Hold the Phone: Supreme Court Rules Warrant Required for Cell Search

Source: Thinkstock

Source: Thinkstock

In today’s digital age, it’s highly probable that there are more vital pieces of information and chunks of your life on your laptop or your smart phone than in your home. In a lot of ways, we live in our technology; we leave footsteps, relationships, interests, and timelines there. We’ve all heard someone say “my life is on that phone” or “my life is on that laptop.”

Wednesday saw the federal law catch up to this reality of modern life in a Supreme Court ruling which stated: “Our answer to the question of what police must do before searching a cell phone seized incident to an arrest is accordingly simple — get a warrant.” While the case was specific to cell phone use, it is very likely that it applies to both laptops and tablets. The judgement was unanimous, with Justice Samuel Alito concurring in part and concurring in judgement, while others signed onto Justice John Roberts opinion.

The opinion listed previous background cases of note and relevance, pointing out that both phones discussed in the case — one a smart phone and one a flip phone — were relatively new technology in the grand scheme of things and “have been around for less than 15 years. Both phones are based on technology nearly inconceivable just a few decades ago,” it reads, noting that that is when other relevant cases were tried.  Now, as Roberts writes, “modern cell phones … [are] such a pervasive and insistent part of daily life that the proverbial visitor from Mars might conclude they were an important feature of human anatomy.”

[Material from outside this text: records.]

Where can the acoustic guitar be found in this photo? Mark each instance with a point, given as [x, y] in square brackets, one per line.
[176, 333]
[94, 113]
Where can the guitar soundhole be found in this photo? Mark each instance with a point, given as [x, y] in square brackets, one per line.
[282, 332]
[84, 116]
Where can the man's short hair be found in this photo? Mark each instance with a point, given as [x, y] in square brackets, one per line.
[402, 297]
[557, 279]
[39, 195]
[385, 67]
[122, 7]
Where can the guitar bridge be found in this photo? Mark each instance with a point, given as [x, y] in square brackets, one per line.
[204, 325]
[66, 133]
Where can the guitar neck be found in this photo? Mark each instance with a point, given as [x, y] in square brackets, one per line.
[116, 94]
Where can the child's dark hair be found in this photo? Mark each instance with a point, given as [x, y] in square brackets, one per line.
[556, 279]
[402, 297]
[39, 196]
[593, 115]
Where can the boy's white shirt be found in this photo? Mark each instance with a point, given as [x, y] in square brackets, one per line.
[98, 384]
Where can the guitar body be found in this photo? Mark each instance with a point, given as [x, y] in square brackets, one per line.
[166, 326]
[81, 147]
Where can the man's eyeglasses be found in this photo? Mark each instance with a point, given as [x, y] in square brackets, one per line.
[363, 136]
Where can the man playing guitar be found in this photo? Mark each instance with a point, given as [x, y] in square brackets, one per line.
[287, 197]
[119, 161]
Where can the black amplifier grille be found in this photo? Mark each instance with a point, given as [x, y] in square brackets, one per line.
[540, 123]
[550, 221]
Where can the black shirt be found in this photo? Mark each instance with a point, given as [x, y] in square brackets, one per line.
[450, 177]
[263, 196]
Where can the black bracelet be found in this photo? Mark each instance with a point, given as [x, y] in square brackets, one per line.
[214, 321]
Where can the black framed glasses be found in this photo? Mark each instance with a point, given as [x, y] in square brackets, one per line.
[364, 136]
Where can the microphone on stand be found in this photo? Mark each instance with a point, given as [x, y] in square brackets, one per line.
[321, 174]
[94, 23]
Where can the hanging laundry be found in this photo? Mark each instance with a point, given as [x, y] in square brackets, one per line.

While the opinion of the court reads in such a way as to quite likely affect a range of technology; the discussion of how and why cell phones are divergent in nature from other items on an arrested person — storage capacity and degree of privacy violated — casts a wider definition for that which is protected from search and seizure.

Where this may not extend is of particular note as well, especially in light of the federal privacy concerns that former contractor Edward Snowden ignited in the nation almost a year ago with NSA disclosures in part looking at phone data storage. “The scope of the privacy interests at stake is further complicated by the fact that the data viewed on many modern cell phones may in fact be stored on a remote server … a concern that the United States recognizes but cannot definitively foreclose”

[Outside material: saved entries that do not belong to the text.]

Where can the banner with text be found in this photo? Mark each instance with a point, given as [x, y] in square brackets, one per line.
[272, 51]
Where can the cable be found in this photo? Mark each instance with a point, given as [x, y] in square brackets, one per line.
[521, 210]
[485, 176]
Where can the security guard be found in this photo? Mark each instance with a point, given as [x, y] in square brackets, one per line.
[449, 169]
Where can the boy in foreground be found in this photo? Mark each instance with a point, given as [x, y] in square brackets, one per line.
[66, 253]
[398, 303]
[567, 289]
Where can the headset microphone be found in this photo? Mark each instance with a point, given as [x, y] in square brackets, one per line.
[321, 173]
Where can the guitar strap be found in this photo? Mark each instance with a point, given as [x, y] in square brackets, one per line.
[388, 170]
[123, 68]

On the one hand, the case serves to better protect citizen’s right to privacy and protection from invasive searches. On the other, it greatly decreases law enforcements ability to effectively and quickly investigate crimes, a disadvantage Roberts admitted, but countered by pointing to a “exigent circumstance” aspect of the Fourth Amendment, which would allow police to search sans a warrant if the public were placed in danger in an emergency or if evidence was transient and losable. He reminded the court that this change in technological capabilities has benefited law enforcement as much as it has benefited citizens. Specifically, he spoke of the ability of police to more quickly and easily get a warrant has changed with the times.

“Police officers can e-mail warrant requests to judges’ iPads [and] judges have signed such warrants and e-mailed them back to officers in less than 15 minutes,” writes Roberts. That said, other items could also be added to the list of unending technological advances made over recent years in law enforcement tools, facial recognition software, drones, etc.

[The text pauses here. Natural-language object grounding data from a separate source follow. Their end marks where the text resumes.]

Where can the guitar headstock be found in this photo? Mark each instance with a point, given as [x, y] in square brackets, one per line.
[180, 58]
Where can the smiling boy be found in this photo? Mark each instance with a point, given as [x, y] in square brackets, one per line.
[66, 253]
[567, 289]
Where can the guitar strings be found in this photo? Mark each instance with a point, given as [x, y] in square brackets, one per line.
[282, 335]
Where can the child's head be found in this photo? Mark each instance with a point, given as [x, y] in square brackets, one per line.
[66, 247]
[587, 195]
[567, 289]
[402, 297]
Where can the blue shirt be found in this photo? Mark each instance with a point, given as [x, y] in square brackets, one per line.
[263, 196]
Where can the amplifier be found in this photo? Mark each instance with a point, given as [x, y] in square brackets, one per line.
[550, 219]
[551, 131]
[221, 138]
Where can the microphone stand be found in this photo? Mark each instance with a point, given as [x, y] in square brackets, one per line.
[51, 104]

For its part, the U.S. Justice Department says it will cooperate with police to put the ruling into practice, says DOJ spokeswoman Ellen Canale. “The department will work with its law-enforcement agencies to ensure full compliance with this decision. Our commitment to vigorously enforcing the criminal laws and protecting the public while respecting the privacy interests protected by the Fourth Amendment is unwavering,” said Canale, according to The Wall Street Journal.

“Modern cell phones are not just another technological convenience. With all they contain and all they may reveal, they hold for Americans ‘the privacies of life,’” writes Roberts. “The fact that technology now allows an individual to carry such information in his hand does not make the information any less worthy of the protection for which the Founders fought.”

This is a bold opinion,” Professor of Law Orin S. Kerr told The New York Times. “It is the first computer-search case, and it says we are in a new digital age. You can’t apply the old rules anymore.”